# How do the Lakers use 8.9 Mil TE?



## Ballscientist (Nov 11, 2002)

Situation:

Orlando wants to move Hedo Turkolgu with Dwight Howard in order to get his contract off Orlando's books.

Looking at the Orlando Magic's salaries, Dwight Howard is under contract for $17,885,400 next year; Hedo Turkoglu, $10,600,000.

Combined, the two players earn $28,488,400. The Lakers need to swap salaries within this range in order to complete a deal.

Question:

How do the Lakers use 8.9 Mil TE?

Suggestion:

1. Move 8.9 Mil to the third team for a big man.

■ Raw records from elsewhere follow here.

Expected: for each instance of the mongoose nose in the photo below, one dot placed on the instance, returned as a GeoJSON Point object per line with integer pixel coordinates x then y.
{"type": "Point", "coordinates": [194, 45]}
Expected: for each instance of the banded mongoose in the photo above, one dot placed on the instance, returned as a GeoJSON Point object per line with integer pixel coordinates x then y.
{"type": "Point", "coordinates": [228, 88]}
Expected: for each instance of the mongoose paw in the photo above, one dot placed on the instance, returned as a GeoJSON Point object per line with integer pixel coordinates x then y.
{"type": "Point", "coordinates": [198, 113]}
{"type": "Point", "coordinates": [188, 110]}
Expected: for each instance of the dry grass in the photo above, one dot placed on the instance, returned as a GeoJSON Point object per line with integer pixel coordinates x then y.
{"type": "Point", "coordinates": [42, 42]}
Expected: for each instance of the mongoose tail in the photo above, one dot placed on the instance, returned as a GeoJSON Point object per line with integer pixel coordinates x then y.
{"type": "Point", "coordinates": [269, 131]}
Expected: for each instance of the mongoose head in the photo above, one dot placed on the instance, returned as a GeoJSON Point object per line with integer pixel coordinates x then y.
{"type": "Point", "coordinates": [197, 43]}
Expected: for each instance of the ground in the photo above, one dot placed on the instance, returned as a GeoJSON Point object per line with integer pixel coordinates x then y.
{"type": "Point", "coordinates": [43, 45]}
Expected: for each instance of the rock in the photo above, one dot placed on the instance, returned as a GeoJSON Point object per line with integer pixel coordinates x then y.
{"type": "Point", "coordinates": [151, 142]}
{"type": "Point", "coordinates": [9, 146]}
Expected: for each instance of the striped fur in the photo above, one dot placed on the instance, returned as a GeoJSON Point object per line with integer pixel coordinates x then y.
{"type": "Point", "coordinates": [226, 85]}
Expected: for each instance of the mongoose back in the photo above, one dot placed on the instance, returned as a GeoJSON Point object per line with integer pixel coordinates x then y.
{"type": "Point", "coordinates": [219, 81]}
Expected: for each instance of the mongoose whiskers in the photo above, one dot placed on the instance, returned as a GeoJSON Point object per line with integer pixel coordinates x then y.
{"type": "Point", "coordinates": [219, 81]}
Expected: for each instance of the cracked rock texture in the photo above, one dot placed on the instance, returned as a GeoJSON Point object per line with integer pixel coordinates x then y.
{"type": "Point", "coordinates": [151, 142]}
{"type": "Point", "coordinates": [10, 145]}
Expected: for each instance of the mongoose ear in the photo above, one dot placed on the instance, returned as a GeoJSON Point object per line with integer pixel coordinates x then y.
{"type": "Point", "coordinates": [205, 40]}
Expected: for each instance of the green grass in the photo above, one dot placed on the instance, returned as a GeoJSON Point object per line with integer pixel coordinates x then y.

2. Deal Bynum/World Peace/that big man/2 first rounders to Magic


----------



## Ballscientist (Nov 11, 2002)

1. Luis Scola to Lakers for TE

2. 
Gasol to Rockets
KMart/Scola/2 first rounders/World Peace to Magic
Howard/Hedo to Lakers


----------



## Wilt_The_Stilt (Jun 7, 2002)

Use it to sign-and-trade for Kirilenko.


----------



## Wilmatic2 (Oct 30, 2005)

I'm gonna take the TE and stuff it up Jim Buss' a**.


----------



## e-monk (Sep 10, 2010)

**** toyota


----------



## Venom110 (Apr 3, 2003)

The question is are they going to use the Vujacic exception? At this point, it looks like they will not. And it looks like management is dazed and confused by the CP3 veto last week. Lakers need a mulligan, break out the DeLorean...


----------



## Jamel Irief (May 19, 2002)

I'm going to use it on a 2012 Toyota.


----------



## onelakerfan (Nov 11, 2004)

There is always a team that wants to dump salary, we will get someone like that and get there good player with this. I will look for team in east that for sure not be competative, but have good players. 76rs, bucks, Hawks,


----------



## King Sancho Fantastic (Jul 19, 2005)

I'm using it to buy a ****ing samurai sword and I'm finding Stern and gutting his fatass like a fish.....


----------